The top ten infection control trends envisaged

( ).

  1. Increased availability of new disinfectants. The U.S. EPA is anticipated to approve new or existing disinfectants with a kill claim for Clostridium difficile in the next year. This will create further demand for improved disinfectant tools and technology.
  2. Broader acceptance of disinfectant wipes. Non-sodium hypochlorite disinfectant wipes will gain a bigger share of the market due to convenience and efficacy against a wide spectrum of microorganisms.
  3. Increased communication and education regarding emerging threats. Manufacturers will take a more active role in educating the public about threats associated with resistant microorganisms. This will help allay fears and hysteria associated with 'superbugs'.
  4. Microfibre will continue to penetrate the market. Microfibre will gain a larger market share due to broader general acceptance. Outsourced microfibre programs will also generate increased attention in an effort to limit overhead costs and ensure proper laundering protocol is followed.
  5. The threat of worldwide pandemics and flu-like viruses will persist. Resistance mechanisms like NDM-1 will continue to cause potential scares requiring facilities, manufacturers, and frontline healthcare personnel to stay prepared in the event of a potential outbreak.
  6. New policies regarding patient curtains will emerge. Policies regarding changing cubicle or privacy curtains following isolation contact will gain momentum, forcing the development of disposable curtains or quick-change solutions that require minimal labour and/or expertise.
  7. Greater attention will develop toward the disinfection practices for patient-use items.

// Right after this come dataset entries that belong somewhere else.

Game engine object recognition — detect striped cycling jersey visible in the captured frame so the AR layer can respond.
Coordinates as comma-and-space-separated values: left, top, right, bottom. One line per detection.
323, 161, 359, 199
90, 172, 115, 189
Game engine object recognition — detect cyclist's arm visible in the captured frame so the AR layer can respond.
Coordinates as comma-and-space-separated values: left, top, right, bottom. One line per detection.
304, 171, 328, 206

Mandates driven by the Joint Commission will generate a greater awareness for practices used to clean patient items such as wheelchairs, stretchers, IV poles, and other mobile objects. Infection preventionists and environmental service directors should be prepared for questions relating to who is responsible for cleaning these items, what is being used to clean or disinfect the surfaces, and the time allocated for cleaning to occur.
  8. Increased budget cuts. New federal regulations will likely result in further budget deficits and cuts. This will have a potential impact on hospital housekeeping departments. Since 80 to 85% of a housekeeping department's budget is spent on labour, it will be a challenge for department managers to maintain clean and sanitary facilities with less staff.

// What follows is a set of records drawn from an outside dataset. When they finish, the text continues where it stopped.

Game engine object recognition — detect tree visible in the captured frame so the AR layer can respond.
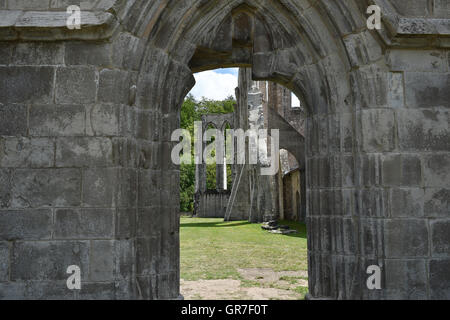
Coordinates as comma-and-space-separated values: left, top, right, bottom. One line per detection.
180, 94, 236, 212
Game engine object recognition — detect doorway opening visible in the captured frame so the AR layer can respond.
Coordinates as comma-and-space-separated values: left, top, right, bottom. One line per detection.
180, 69, 308, 300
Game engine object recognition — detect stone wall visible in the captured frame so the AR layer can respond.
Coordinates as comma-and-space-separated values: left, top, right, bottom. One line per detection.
0, 0, 450, 299
196, 190, 230, 218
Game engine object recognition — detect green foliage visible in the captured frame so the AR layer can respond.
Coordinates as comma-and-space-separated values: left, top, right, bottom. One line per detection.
180, 94, 236, 212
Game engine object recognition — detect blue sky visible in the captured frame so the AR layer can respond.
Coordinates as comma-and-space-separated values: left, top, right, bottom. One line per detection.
191, 68, 239, 100
191, 68, 300, 106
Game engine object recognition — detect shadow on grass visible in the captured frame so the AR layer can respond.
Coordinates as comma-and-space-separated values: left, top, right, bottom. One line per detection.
280, 220, 307, 239
180, 221, 251, 228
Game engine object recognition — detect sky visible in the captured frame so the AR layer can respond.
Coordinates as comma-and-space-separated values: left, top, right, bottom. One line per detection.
191, 68, 300, 106
191, 68, 239, 100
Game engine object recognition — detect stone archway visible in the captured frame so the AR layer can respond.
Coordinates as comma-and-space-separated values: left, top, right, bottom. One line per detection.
0, 0, 450, 299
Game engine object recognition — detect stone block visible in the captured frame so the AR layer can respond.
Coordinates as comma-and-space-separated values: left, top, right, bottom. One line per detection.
115, 209, 137, 239
136, 237, 161, 276
138, 170, 162, 207
423, 154, 450, 188
112, 33, 143, 70
0, 209, 53, 241
83, 168, 137, 208
0, 103, 27, 136
360, 218, 383, 257
355, 154, 381, 187
390, 0, 430, 17
431, 220, 450, 257
0, 169, 11, 209
429, 259, 450, 300
424, 188, 450, 218
11, 169, 81, 207
76, 282, 115, 300
89, 240, 114, 281
54, 209, 115, 239
384, 219, 429, 258
433, 0, 450, 19
0, 42, 12, 66
83, 168, 120, 208
357, 188, 389, 218
0, 241, 9, 280
387, 49, 447, 72
398, 109, 450, 151
388, 72, 405, 108
86, 104, 120, 136
381, 154, 422, 187
114, 240, 135, 279
405, 72, 450, 108
0, 137, 55, 168
361, 109, 395, 152
136, 207, 165, 237
0, 66, 55, 103
8, 0, 49, 10
55, 66, 97, 104
97, 69, 131, 104
11, 241, 89, 283
391, 188, 425, 218
29, 105, 86, 137
65, 41, 112, 67
384, 259, 427, 300
12, 42, 64, 65
56, 137, 113, 167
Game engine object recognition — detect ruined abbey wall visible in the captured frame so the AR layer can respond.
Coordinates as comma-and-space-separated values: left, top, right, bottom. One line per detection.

  9. Renewed cooperation between all healthcare constituents. Infection preventionists, cleaning staff, patients, nursing staff, and doctors will increase coordination and efforts to reduce rates associated with hospital-acquired infections. New programs will help all healthcare personnel understand the significance of maintaining a clean and sanitary environment.

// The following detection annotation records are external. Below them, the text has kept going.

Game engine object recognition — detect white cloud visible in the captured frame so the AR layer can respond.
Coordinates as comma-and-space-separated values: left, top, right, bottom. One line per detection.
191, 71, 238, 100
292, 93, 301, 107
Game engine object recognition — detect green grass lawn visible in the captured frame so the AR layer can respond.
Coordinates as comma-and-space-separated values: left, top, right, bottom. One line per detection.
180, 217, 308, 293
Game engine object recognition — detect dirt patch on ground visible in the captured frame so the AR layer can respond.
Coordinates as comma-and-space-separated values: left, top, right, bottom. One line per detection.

  10. Increased use of cleanliness measurement tools. New innovations such as adenosine triphosphate meters and black light detection equipment will enable infection control personnel to get a better gauge of the quality of cleaning performed and provide essential benchmarking information.
  11. New laundering regulations. Healthcare officials will face greater scrutiny regarding protocols used to launder patient use items and cleaning equipment, such as microfibre.